Zunächst wurden Vorteile und Möglichkeiten von Multifrequenz-EPR- und -ENDOR-Methoden an einem zweikernigen Mn-Modellsystem, Mn-Katalase, demonstriert. Dabei wurden Eigenschaften und magnetische Parameter mehrkerniger Mn-Komplexe untersucht.
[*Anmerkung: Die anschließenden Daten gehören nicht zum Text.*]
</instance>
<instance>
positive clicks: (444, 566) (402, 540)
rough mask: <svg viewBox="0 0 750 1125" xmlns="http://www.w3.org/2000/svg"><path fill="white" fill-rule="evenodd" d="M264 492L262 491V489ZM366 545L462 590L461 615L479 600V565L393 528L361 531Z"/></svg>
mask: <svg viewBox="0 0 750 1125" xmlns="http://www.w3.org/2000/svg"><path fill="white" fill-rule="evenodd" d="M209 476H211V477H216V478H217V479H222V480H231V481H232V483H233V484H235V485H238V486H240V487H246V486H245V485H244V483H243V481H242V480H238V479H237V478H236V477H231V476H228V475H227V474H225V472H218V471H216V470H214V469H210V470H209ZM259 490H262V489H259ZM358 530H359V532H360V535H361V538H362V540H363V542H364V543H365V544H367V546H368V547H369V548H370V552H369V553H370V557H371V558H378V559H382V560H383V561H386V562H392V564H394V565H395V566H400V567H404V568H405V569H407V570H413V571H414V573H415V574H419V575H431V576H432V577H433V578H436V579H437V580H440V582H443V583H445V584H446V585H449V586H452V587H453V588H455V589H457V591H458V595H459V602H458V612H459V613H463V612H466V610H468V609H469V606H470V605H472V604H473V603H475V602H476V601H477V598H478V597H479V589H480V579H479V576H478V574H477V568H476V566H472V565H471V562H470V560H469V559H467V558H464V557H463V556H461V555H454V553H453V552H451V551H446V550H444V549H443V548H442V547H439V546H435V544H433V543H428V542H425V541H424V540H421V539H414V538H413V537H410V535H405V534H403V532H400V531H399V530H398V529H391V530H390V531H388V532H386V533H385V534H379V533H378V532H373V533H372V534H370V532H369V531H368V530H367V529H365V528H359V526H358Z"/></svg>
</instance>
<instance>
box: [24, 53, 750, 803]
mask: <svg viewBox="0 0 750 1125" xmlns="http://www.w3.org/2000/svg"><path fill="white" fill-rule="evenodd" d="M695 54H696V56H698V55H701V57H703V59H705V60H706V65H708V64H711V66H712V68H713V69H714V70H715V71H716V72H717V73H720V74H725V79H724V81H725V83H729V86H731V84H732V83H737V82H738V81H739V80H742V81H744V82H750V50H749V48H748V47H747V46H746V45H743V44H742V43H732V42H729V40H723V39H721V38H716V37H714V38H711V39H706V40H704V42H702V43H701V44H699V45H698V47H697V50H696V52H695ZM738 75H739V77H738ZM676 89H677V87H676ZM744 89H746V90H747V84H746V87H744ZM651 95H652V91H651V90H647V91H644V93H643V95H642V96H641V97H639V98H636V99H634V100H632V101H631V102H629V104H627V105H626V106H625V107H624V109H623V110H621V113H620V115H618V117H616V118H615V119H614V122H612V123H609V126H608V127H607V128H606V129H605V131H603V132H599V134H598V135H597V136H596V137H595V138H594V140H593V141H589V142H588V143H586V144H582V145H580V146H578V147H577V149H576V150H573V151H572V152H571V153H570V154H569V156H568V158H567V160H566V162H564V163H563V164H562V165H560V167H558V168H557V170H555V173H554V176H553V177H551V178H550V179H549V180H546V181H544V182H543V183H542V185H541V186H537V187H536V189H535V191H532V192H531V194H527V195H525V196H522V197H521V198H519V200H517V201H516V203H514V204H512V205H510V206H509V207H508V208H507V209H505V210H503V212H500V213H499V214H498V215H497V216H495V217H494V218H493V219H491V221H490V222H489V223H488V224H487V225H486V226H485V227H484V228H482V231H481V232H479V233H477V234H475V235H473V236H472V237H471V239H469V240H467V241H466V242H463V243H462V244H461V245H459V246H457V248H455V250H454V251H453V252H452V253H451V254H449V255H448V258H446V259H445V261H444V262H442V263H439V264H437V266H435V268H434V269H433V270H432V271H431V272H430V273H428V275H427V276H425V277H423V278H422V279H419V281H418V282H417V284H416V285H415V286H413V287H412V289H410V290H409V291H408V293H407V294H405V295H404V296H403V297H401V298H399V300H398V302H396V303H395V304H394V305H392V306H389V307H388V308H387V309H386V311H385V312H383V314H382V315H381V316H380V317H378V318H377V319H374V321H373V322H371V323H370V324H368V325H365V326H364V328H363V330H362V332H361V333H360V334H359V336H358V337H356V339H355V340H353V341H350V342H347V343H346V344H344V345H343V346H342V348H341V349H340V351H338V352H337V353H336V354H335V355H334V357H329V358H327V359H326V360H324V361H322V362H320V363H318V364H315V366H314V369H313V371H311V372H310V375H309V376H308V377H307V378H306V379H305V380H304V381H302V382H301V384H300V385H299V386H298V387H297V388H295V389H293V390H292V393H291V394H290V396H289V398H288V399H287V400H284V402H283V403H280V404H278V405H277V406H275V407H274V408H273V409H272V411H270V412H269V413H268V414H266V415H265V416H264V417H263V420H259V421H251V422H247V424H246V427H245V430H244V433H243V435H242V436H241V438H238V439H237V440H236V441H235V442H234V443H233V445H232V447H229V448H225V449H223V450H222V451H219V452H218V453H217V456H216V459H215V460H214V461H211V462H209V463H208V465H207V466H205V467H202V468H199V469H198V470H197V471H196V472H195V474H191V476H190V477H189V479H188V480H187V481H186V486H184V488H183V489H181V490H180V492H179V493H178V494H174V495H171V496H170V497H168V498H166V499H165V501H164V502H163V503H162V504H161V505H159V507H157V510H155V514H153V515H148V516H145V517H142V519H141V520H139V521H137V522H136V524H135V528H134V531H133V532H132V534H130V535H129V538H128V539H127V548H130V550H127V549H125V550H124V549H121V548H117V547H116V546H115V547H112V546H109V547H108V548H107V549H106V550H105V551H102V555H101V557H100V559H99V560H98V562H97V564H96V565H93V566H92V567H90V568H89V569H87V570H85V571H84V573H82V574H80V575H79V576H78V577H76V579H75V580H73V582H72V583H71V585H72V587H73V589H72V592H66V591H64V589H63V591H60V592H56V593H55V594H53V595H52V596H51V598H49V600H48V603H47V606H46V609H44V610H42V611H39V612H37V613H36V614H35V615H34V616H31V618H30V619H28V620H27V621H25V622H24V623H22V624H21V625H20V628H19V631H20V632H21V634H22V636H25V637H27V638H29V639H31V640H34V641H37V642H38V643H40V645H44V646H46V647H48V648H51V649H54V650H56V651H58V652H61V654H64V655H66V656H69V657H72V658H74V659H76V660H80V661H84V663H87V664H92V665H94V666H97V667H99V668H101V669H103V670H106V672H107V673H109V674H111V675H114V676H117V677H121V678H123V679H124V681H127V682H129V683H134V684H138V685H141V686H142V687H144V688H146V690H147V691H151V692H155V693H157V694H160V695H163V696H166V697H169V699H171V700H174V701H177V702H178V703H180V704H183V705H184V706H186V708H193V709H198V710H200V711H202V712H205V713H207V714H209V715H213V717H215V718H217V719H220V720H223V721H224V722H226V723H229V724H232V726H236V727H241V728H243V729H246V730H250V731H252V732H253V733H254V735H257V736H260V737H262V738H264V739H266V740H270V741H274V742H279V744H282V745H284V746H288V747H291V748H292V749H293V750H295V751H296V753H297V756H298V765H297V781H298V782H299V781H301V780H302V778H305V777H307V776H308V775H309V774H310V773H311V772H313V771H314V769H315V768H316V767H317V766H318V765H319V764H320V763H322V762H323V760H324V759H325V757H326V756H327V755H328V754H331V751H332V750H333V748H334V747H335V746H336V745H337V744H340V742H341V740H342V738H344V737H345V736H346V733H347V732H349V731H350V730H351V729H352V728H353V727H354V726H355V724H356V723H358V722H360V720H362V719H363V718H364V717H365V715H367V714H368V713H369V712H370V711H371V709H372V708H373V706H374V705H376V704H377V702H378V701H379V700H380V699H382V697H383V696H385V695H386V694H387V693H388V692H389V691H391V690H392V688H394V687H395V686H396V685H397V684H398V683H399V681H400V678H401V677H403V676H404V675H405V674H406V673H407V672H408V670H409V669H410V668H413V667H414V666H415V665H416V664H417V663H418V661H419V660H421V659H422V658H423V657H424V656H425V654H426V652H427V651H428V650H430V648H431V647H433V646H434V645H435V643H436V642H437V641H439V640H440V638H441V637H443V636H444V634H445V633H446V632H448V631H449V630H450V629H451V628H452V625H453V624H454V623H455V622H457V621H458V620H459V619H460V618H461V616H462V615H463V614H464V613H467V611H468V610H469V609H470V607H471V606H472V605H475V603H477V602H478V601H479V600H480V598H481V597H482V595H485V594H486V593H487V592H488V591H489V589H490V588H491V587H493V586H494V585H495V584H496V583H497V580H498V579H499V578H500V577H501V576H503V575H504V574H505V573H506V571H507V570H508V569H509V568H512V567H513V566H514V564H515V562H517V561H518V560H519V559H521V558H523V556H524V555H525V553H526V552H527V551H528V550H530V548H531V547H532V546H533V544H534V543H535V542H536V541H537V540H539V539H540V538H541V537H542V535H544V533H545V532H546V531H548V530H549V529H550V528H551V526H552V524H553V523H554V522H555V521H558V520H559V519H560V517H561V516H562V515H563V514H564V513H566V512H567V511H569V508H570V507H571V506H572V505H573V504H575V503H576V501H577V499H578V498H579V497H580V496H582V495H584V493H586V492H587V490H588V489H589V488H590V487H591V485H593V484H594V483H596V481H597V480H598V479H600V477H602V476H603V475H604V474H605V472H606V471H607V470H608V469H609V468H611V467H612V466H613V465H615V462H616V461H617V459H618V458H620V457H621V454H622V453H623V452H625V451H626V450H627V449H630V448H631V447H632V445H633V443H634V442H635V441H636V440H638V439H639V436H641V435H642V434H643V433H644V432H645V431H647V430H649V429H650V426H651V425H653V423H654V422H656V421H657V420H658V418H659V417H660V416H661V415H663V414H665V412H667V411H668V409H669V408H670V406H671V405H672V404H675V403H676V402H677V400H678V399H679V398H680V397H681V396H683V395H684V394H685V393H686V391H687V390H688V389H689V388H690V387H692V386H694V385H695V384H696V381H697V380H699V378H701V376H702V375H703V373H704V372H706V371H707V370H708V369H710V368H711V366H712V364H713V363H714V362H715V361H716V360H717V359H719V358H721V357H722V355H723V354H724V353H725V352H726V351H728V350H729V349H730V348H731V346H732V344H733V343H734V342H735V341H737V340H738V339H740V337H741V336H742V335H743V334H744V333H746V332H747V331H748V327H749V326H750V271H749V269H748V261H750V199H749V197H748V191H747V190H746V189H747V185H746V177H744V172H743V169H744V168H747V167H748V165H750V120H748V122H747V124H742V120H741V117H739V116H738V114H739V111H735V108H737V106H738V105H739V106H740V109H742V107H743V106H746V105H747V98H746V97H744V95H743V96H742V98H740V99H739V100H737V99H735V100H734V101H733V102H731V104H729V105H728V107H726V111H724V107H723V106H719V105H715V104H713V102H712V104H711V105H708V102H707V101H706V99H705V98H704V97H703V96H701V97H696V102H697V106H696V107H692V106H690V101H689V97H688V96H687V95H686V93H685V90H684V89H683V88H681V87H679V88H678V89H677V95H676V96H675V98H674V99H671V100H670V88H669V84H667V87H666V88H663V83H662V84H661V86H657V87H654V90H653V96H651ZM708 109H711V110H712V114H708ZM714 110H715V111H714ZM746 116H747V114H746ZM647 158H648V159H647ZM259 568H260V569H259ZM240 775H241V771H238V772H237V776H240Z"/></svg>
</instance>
Diese Methoden wurden dann auf den S2-Zustand des WOC in nativem PSII aus dem CyanobakteriumThermosynechococcuselongatus und in Sr-Medium gewachsenes PSII aus Thermosynechococcus elongatus übertragen. Dabei stellt Strontium den einzigen bekannten funktionalen Ersatz für Kalzium dar. Der S2-Zustand in PSII-Sr zeigt veränderte EPR- und ENDOR-Spektren im Vergleich zum nativen PSII, ist bisher aber nur unzureichend spektroskopisch charakterisiert. Mit Multifrequenz-EPR- und -ENDOR-Untersuchungen in Lösung konnten die magnetischen Parameter beider Systeme bestimmt werden. Mittels Q-Band-EPR und -55Mn-ENDOR-Spektroskopie am PSII-Einkristall konnten neben den Hauptwerten der 55Mn-Hyperfeinkopplungen auch deren Orientierungen im Kristallsystem bestimmt werden.

Durch die Übertragung von Strukturmotiven der zweikernigen Modellkomplexe auf den WOC konnte eine Korrelation zwischen magnetischen Parametern und der geometrischen Struktur gefunden werden. Q-Band-1H-ENDOR-Spektroskopie des S2-Zustands in Lösung und am PSII-Einkristall ermöglichte darüber hinaus die Charakterisierung der an den Mn-Komplex koppelnden Protonen, wobei für die drei größten Kopplungen auch deren Orientierungen im Kristallsystem gefunden wurden. Unter Verwendung theoretischer Strukturmodelle des WOC im S2-Zustand wurde eine Zuordnung zwischen Hyperfeinkopplung und geometrischer Position für ausgewählte, den WOC ligandierende, Protonen postuliert.